These two messages appeared on the Spatialite mailing list today:
From: stefanobartol87453@gmail.com
Subject:Where can I find an online anti-virus that doesn’t install on your PC?
I’ve got 5 PCs that I’m trying to use to train disadvantaged young people. The problem is they are riddled with viruses and a firewall blocks me from updating them. The people in charge of maintaining the PCs won’t fix them or give me the admin password (Win XP) to let me install a new or updated antivirus the centre is being shut down in afew months.
If they were working, I could still do a lot with them, so I’ve been looking for a good online virus scan – but they all try to download a little .exe onto your PC first, and the settings on the PCs won’t allow that.
Suggestions? Solutions? Links?
The alleged reply:
From: schinicamiyake54418@gmail.com
To: Where can I find an online anti-virus that doesn’t install on your PC?
>so I’ve been looking for a good online virus scanI usually use this one http://pmcware.conartists/freedowns
That site (address altered to protect the vulnerable) is most definitely not hosting anti-virus. In fact it’s certainly hosting malware. The page claimed that it found ‘Nuker.Win32.CGSi’ in ‘C:\WINDOWS\system32′, on my Linux laptop.
Given the site, the similarity of the email addresses, and the impossibility of a request (virus scan without any download) – I think both messages are part of the same phishing attempt. Which makes this the first time I’ve seen a spammer have a conversion with them-self.
Interesting, the same mails appeared yesterday on the Gnome Do list. The senders were different (seraklamm69623@gmail.com and javiercoufal22053@gmail.com), but the content is exactly the same.

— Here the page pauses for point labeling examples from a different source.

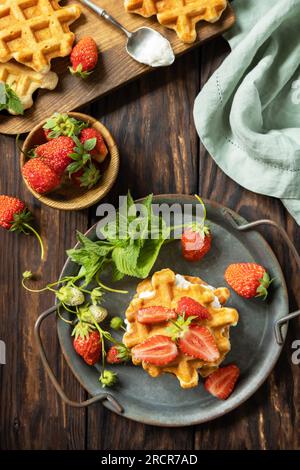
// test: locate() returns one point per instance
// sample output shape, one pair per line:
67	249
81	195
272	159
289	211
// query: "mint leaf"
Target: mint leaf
3	97
90	144
9	100
13	101
148	256
125	258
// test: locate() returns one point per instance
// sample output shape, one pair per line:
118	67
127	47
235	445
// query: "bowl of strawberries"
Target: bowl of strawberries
70	161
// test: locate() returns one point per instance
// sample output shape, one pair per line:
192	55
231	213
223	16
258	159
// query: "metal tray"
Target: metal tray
256	341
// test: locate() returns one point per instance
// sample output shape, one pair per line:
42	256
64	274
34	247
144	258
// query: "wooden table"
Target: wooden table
153	124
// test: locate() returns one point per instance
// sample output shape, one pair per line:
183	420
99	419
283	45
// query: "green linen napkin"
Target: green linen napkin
248	113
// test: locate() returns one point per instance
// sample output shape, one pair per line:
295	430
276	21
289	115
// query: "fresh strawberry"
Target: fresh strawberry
100	151
158	350
39	176
195	243
56	153
191	308
222	382
47	133
88	347
248	280
11	209
117	354
82	160
84	57
199	342
154	314
15	217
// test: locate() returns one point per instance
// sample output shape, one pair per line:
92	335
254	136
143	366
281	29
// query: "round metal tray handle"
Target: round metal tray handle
98	398
250	226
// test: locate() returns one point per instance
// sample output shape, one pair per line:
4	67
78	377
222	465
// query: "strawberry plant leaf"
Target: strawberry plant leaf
90	144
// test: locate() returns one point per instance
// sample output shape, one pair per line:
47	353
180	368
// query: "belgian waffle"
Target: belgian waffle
25	81
180	15
35	31
166	292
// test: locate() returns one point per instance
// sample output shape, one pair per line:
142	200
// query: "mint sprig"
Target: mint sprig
9	100
133	254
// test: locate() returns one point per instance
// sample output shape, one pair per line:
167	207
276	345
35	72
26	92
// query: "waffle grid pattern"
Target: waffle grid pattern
180	15
25	81
35	31
185	368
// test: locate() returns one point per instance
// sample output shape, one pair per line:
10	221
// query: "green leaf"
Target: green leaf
116	274
125	258
9	99
90	144
74	167
148	256
3	97
13	101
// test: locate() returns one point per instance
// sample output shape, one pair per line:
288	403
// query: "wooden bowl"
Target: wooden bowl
71	197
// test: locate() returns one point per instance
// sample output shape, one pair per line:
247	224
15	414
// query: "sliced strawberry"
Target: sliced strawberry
198	342
222	382
158	350
154	314
191	308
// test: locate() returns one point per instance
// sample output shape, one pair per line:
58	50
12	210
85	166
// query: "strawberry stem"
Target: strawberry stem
109	289
204	208
38	237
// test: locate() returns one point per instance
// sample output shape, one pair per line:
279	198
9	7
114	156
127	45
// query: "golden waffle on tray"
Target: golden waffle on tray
166	290
35	31
180	15
25	81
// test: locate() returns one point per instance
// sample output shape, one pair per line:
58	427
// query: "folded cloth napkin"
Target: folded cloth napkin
248	113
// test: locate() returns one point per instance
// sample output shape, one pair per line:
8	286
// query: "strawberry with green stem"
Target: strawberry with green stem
100	151
194	340
40	177
61	124
81	155
118	354
15	217
84	57
248	280
56	153
196	240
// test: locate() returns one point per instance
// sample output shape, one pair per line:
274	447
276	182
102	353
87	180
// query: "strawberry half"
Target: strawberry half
195	243
222	382
154	314
191	308
158	350
199	342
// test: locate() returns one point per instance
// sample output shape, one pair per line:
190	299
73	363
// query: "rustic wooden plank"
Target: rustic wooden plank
271	418
32	416
152	122
115	66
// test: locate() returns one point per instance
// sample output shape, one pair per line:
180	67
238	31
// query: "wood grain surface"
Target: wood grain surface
115	67
160	152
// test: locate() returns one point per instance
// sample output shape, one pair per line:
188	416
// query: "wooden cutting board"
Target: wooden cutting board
115	67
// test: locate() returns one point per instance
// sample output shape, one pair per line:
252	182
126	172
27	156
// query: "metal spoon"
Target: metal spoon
145	45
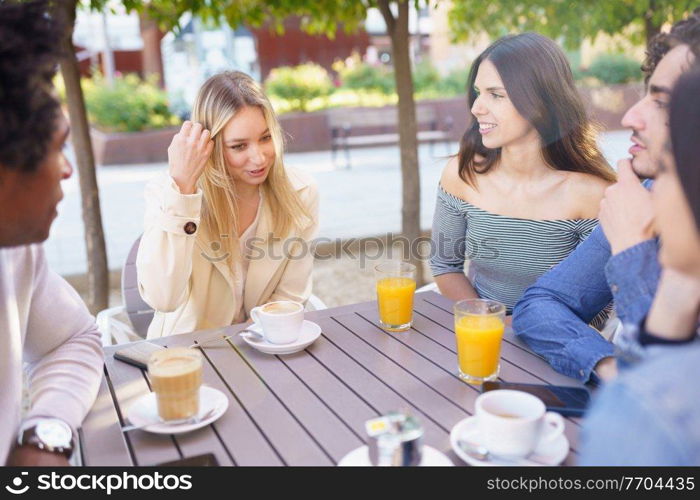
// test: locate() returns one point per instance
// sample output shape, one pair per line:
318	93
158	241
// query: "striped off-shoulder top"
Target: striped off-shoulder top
506	254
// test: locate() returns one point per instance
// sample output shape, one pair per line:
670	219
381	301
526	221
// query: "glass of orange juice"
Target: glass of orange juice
396	283
479	325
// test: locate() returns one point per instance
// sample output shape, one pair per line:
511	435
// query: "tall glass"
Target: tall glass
479	326
396	284
176	375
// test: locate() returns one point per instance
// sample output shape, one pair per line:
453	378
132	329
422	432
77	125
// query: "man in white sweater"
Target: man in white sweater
44	326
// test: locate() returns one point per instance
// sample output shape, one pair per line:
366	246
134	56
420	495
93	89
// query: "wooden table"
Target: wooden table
309	408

It seems that the enemy is becoming smarter…
If you put the text into google there are lots of hits, one of them being Yahoo answers.
http://tinyurl.com/ya7gwwu (http://uk.answers.yahoo.com/question/index;_ylt=AhHqDD0QSO2upwtaeGiejfPeMBV.;_ylv=3?qid=20090921021907AArNZwx&show=7#yan-answers)
I wonder if this is a hoax based on an original genuine question? The ’smart’ thing for the phisher to do, as the asker, would be to recommend the malware website as the best answer, but it doesn’t look like they have.
The question does sound reasonable to me. In fact I asked myself precisely the same question some not-so-long time ago. Trend Micro used to provide an online scan that both (1) works and (2) does not require you to download an exe file. Now the new version requires you to download an exe file, which I don’t want. So I would instinctively feel that the question is legit and has come from a former “Housecall” user…
Dougie and ambrose, I agree the question has probably been copied from a genuine enquiry. If the Trend Micro online scan worked as you recall, there was probably an Active-X control involved. The effect is the same as downloading a .exe, a program is downloaded from the website, and runs on your computer.
I suggest Avast! anti virus and using a better web browser, such as Firefox or Google Chrome . If you must use Internet Explorer, please upgrade to version 8.0.
Yes, correct. They either required you to download an ActiveX control or a Java applet, and I agree that downloading ActiveX is just as dangerous as downloading an exe, but since it is Trend Micro we trusted it. But the point is that the hoax email specifically mentions that the administrator does not allow installation of exe files (which would indeed be a valid concern for a “small centre” because the computer would probably be donated and they probably would have no spare licenses to reinstall Windows); there is no such admin control for ActiveX so the hoax would still sound legit at first glance.
BTW, in our case since we do have admin access we just switched to a free scanner (that requires installation).